In the past few years, we have observed many organisations seeing this as a potential business opportunity. For example, if a bank builds a sophisticated business application, it might consider monetising its innovative solution by selling it to another bank – after all, banks have similar processes or are addressing similar transformations.
This presents non-tech businesses with new revenue potential where they build targeted solutions that provide benefit beyond their own needs. However, organisations shouldn’t be so quick to repurpose their newly built solution as there are serious security risks that should be considered.
New layers of complexity
Traditional industries are increasingly turning to outsourced solutions for their software development, and these developer teams are usually working remotely and are hired on a freelance basis.
Many businesses find themselves operating in an environment where they no longer have their workforce under the same roof, with in-house and external developer teams scattered across the city, or even the globe. As this rapid shift to working remote takes place it is likely to become a long-term trend and the “new normal”.
With this added complexity and the opportunity to benefit from cheaper software development in other countries, how does an organisation even begin to govern and secure its software supply chain, which is by nature, open by design? First, it needs to understand the potential vulnerabilities at every stage of the software development life cycle.
Ensuring strong software security assurance at every stage
It begins with something as simple as access to the network. Remote working and remote network access come with security risks. It is crucial for companies to communicate and ensure that the network used by employees is adequately secured.
This means isolating developers in a separate subnet or a separate network. Even when on-site, every new employee’s identity must be manged centrally and regularly monitored to ensure access to credentials is always in line with the responsibilities of the developer.
It is an extreme cautionary tale, but there have been instances of network abuse as a result of compromised network access. Imagine this scenario: a stellar employee, who was reporting to the office at 7am and leaving after 8pm, with the role of managing and administrating business applications on a cloud provider’s platform.
It was later discovered that every day the individual was switching off the business application in the evening and using the cloud platform to mine bitcoin overnight. Next morning, he would come and switch on business applications without anyone suspecting a thing.
You can imagine how much this abuse of company resources would cost the organization in this made up scenario. The lifecycle and governance of identity has a bigger place in enterprise as remote working becomes the new normal globally.

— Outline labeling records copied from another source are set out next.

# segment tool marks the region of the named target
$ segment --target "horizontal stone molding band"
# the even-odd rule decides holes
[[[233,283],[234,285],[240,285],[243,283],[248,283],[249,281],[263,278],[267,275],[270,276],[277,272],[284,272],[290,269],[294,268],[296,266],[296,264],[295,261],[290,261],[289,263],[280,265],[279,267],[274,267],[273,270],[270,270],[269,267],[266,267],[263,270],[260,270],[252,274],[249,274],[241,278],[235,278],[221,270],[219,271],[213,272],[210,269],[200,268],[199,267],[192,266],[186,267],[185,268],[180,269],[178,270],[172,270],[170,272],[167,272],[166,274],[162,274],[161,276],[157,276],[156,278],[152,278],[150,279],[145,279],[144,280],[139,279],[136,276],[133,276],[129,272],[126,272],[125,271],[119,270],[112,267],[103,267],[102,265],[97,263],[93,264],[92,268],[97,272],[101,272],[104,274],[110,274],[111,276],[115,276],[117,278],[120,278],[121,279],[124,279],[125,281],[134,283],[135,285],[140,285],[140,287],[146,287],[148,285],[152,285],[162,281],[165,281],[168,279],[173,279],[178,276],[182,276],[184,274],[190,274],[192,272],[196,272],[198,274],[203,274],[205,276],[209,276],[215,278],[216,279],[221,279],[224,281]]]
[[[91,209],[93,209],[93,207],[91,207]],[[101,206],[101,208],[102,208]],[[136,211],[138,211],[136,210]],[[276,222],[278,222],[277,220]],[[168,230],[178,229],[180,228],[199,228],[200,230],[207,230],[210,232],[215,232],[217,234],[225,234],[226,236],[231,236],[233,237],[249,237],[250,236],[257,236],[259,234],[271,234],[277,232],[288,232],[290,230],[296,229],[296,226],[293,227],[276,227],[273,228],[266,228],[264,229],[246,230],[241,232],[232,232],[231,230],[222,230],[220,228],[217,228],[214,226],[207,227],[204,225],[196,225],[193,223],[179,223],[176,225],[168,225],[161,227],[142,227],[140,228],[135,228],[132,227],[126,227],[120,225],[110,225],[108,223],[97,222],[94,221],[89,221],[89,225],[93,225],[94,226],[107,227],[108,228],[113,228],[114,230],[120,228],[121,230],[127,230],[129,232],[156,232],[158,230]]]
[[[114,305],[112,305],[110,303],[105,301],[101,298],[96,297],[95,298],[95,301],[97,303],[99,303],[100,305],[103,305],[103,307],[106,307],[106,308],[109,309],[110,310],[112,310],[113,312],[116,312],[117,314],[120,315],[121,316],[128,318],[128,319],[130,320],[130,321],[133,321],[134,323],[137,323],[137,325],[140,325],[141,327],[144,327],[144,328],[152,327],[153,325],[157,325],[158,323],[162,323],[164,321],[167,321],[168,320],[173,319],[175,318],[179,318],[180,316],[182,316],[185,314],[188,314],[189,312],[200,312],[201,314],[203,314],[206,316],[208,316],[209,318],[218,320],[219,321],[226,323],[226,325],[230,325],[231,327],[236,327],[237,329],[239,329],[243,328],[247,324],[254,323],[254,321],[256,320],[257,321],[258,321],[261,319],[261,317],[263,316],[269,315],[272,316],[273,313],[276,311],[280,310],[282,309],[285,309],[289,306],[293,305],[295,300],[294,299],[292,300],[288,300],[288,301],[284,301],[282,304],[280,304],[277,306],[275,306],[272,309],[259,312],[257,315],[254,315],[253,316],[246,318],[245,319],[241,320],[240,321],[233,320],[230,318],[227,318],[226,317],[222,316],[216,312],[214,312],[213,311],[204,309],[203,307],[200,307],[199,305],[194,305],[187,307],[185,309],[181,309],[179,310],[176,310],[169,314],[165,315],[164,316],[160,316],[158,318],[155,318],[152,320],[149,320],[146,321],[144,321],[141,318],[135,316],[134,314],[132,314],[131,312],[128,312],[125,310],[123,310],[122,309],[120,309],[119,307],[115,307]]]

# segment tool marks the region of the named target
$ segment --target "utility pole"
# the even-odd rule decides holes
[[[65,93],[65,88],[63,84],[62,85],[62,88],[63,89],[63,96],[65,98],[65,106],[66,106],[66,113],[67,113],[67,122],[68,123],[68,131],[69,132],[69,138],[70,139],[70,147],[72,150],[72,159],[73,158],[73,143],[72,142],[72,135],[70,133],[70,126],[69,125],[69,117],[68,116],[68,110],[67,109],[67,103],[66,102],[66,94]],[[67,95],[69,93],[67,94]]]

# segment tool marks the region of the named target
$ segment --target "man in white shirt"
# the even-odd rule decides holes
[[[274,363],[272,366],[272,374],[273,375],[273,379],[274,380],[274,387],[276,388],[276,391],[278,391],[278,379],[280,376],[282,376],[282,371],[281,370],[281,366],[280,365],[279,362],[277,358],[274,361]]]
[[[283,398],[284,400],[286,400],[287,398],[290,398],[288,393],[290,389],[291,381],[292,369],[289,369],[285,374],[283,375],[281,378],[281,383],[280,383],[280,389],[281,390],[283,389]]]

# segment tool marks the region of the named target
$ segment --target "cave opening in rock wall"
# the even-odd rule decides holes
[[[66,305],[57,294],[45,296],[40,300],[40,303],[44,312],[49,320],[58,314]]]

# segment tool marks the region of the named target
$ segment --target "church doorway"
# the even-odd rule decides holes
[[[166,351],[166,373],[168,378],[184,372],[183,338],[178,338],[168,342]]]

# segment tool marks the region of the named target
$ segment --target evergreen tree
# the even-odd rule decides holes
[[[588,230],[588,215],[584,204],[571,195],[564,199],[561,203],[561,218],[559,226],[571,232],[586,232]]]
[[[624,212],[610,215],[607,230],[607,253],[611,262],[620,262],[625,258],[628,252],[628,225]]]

Next step is to ensure that the workstation provisioned or being used by an employee is regularly scanned and patched. We have seen many cases of ransomware breaches on unpatched operating systems that can hijack the environment.
The same goes for the tools and software that employees use to develop business applications. Employers should ensure that any new programmes installed are in line with internal compliance and security protocols, such as multi-factor-authentication or one-time-passwords that are used to ensure authenticity before software is installed.
Keeping a catalogue of all software and tools running on every workstation – virtual or physical – will quickly help enterprises assess the impact of new vulnerabilities and the effort required to mitigate risk.
Once a developer starts writing a code, the organisation needs to ensure that it is regularly scanned and that vulnerabilities are reported to the security team immediately and remediated in a timely manner and with the proper change controls in place. This ensures that the code and the business application have security built-in by design.
The developer might choose to access a code repository and save the work there. At this stage, organisations need to ensure that the repository is monitored and any unusual behaviour, such as excessive copying and downloading of files, is detected immediately.
After all, software like this is intellectual property and even at the development stage, valuable to competitors. The same visibility would be needed to detect any intentional injections of malware into code repositories.
After the application is developed and an employee or freelancer is ready to pass the code to the next stage of the software supply chain, the organisation still needs to make sure quality controls and change release processes are followed.
Security from the get-go
In the current work-from-home environment, organisations that continue to innovate must ensure that security continues to be their top priority. The ability to showcase that business applications and solutions were built in a secure environment will not only ensure compliance, but also help in instances where in-house built software is sold to another organisation.
To do this, it is important to equip teams with the right security assurance tools at the various stages of the supply chain. These tools help to introduce security at the very beginning of application development so that it is integrated from day one and part of the software development lifecycle.
The truth is that today, businesses are under tremendous pressure to digitise fast in order to compete more effectively. This causes security to often become a tick-box. However, it is not too late to evaluate current risks related to remote working and make strategic adjustments to how security is implemented and managed.
Just like a household that wants to monetise a spare room and rent it out for a holiday stay, or a car owner who wants to earn some cash by providing rides or delivering food – the monetisation of software is a real disrupter that will see success based on its security assurance across the complete supply chain.